Spencer listened as she described the property, a beautiful big farm on a lovely river in a valley where food and shelter and friendship was plentiful... And where they were surreptitiously guarded by men
with guns, men who were there to serve the master, the man who took them one at a time to his house for sex and liked to say they were all one big happy family.
“I think we were part of Jacob’s fantasy or delusion,” she told Rawley. “He wanted to be the grand pooh-bah, the big daddy, the king of his little kingdom, served by women, loved by his many children. He hardly ever left the farm. The men came and went pretty freely, but Jacob only left occasionally. He liked his animals, his gardens, his family. He liked to walk across the bridge to the house, sit at the head of the table with one of the children on his knee, ask us about our day, then lecture a little or talk about himself or maybe rant against the government. He wrote volumes on his beliefs, his philosophies and believed his writings would one day be legendary. There were times it seemed so lovely. Then there were times it seemed so sick and demented. One thing—once you were there, there was no leaving. And they didn’t let people inside. He used the excuse that we were a private religious order. But there wasn’t much religion going on there. Reese, the oldest of us, called it a tribe. A militant tribe.”
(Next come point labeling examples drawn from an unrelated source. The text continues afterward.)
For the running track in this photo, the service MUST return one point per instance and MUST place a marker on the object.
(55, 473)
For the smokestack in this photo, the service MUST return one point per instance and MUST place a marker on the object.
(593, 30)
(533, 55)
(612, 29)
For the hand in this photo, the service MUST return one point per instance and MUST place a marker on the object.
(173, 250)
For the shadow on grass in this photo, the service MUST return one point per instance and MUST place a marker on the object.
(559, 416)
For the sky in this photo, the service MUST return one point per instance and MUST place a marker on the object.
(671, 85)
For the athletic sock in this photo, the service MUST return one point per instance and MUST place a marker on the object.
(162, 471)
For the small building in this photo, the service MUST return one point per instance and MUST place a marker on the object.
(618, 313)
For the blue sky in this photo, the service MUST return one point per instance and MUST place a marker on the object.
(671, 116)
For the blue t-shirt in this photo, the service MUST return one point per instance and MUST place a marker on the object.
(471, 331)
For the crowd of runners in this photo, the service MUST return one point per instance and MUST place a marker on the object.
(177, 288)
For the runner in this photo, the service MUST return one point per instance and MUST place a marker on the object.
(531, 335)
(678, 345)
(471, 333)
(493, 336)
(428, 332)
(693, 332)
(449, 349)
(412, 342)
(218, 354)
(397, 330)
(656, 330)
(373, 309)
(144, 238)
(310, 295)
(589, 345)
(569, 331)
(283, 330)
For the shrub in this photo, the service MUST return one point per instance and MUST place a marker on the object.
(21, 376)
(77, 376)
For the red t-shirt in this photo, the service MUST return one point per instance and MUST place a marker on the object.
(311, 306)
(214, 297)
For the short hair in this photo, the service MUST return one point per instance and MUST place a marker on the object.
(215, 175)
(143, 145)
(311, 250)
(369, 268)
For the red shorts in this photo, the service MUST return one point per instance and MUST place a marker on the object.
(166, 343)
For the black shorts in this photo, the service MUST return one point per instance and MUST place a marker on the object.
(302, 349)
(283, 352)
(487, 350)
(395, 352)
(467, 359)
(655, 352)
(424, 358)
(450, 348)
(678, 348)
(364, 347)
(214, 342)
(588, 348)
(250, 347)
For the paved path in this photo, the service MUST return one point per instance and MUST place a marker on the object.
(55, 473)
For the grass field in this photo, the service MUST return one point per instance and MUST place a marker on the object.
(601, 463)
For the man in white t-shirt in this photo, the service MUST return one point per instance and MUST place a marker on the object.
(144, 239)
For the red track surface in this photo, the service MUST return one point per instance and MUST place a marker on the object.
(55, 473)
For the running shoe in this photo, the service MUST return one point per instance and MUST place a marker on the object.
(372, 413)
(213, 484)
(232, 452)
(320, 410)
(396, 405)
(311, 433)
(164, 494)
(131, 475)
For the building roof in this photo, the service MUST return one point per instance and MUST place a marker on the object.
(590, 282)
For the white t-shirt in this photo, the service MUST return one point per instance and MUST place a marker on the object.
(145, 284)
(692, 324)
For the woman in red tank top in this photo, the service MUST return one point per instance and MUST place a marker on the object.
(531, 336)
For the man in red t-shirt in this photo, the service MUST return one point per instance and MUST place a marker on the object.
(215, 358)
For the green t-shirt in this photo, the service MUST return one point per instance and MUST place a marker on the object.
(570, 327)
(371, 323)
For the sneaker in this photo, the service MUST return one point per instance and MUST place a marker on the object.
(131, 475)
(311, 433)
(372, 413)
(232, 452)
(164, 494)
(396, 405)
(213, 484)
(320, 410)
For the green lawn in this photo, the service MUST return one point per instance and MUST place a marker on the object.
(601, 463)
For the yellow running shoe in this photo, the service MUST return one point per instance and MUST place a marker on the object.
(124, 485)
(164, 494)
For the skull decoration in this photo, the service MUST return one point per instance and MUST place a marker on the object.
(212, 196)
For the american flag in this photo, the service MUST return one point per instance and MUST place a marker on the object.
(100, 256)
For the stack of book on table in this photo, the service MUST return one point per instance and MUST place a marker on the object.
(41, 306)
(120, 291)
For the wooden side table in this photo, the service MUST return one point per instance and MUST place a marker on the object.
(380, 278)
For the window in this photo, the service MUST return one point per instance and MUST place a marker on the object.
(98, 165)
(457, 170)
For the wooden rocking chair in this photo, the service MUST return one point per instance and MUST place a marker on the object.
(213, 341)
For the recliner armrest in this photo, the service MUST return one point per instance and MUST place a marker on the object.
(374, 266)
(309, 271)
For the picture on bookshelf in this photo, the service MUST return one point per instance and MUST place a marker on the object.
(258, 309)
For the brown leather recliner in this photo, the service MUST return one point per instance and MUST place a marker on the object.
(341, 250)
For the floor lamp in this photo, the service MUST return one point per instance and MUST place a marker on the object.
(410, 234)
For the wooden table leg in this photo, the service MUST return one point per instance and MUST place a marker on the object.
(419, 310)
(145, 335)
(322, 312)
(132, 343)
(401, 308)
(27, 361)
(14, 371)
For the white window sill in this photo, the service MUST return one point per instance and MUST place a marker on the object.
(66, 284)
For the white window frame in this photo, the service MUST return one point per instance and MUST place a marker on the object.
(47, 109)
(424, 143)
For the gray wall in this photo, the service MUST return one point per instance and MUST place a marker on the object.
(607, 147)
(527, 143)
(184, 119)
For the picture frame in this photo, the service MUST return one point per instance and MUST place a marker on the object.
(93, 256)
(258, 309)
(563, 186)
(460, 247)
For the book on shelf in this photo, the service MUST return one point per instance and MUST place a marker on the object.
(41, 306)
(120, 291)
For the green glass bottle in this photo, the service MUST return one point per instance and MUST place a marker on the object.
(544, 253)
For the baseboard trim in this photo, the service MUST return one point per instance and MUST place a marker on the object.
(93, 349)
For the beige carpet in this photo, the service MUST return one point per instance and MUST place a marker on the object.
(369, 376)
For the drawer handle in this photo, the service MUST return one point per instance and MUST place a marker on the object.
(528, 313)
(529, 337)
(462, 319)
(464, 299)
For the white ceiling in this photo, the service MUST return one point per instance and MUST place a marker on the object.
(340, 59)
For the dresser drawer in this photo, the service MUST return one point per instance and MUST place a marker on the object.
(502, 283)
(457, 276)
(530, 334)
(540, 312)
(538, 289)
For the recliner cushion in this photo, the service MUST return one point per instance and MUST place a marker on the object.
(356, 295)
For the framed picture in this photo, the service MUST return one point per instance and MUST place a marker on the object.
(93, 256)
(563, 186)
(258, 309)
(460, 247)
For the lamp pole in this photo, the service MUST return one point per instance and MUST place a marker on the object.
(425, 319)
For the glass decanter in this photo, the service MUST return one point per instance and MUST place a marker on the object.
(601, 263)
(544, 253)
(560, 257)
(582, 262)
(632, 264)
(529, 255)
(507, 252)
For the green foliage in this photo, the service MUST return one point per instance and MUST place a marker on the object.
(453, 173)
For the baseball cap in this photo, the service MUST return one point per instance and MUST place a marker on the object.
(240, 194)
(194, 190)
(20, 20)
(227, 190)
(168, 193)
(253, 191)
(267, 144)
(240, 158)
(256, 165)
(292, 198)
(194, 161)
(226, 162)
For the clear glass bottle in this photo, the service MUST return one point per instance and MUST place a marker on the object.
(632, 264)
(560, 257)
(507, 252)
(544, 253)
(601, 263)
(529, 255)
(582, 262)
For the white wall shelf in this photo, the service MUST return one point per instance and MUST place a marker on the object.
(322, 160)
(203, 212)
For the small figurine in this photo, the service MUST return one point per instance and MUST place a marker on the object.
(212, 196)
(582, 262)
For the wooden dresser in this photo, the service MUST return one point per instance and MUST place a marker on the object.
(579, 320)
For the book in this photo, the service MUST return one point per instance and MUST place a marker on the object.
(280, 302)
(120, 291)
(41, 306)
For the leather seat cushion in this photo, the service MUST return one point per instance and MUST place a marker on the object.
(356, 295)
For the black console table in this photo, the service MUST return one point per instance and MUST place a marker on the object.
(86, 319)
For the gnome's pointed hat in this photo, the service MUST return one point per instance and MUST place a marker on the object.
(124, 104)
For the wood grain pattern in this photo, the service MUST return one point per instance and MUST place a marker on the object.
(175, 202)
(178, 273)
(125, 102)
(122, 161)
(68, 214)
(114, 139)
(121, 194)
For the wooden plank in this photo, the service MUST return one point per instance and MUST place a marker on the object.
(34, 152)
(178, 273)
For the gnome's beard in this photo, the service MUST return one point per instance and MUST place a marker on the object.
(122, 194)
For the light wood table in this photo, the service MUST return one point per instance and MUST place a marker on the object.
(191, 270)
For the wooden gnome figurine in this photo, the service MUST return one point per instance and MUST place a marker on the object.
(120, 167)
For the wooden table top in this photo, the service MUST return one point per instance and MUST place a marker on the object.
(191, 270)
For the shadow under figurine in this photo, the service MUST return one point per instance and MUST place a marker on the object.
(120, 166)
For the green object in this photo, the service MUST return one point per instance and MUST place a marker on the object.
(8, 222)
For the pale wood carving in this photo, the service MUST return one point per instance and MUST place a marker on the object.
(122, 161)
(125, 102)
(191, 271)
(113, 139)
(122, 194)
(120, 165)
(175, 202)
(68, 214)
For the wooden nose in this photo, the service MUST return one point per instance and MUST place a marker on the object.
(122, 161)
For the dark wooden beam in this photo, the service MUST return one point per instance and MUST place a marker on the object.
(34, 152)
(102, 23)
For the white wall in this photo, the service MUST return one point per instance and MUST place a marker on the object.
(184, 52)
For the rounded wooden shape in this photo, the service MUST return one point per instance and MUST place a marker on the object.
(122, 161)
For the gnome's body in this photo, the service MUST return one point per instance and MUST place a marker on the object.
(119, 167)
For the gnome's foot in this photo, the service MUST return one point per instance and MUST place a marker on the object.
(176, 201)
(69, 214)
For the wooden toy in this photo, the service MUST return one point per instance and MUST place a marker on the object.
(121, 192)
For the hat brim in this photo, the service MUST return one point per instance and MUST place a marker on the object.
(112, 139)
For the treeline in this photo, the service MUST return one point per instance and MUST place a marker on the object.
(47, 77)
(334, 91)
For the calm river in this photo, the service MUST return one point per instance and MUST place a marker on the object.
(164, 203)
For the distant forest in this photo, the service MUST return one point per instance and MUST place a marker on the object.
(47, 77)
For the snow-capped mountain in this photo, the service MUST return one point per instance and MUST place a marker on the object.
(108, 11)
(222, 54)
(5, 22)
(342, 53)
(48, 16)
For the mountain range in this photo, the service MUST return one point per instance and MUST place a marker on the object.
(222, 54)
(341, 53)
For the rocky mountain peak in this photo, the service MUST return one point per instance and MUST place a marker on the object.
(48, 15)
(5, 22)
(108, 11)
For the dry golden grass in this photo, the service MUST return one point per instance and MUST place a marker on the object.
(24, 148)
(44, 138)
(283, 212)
Rawley asked the same questions over and over again. Devon answered, and her answers were consistent. Spencer memorized her answers, as he assumed Cooper was doing.
Spencer was beginning to understand what she had been through in a way he hadn’t before, even though she’d told him about her experience. This was completely different and for the first time he was impacted by how trapped she must have felt and how much courage it must have taken for her to flee. And, to his shame, he realized how much trust she must have churned up to be able to trust someone like him.
Had he really done what he’d done? Chased her, seduced her and then rejected her because of sudden terror that he’d somehow be hurt again? He felt the fool and he wanted to stop everything right now so he could explain, beg her to understand and forgive him, to tell her he was really not that kind of wimp. If they got Mercy and got through this, he would never let her down again.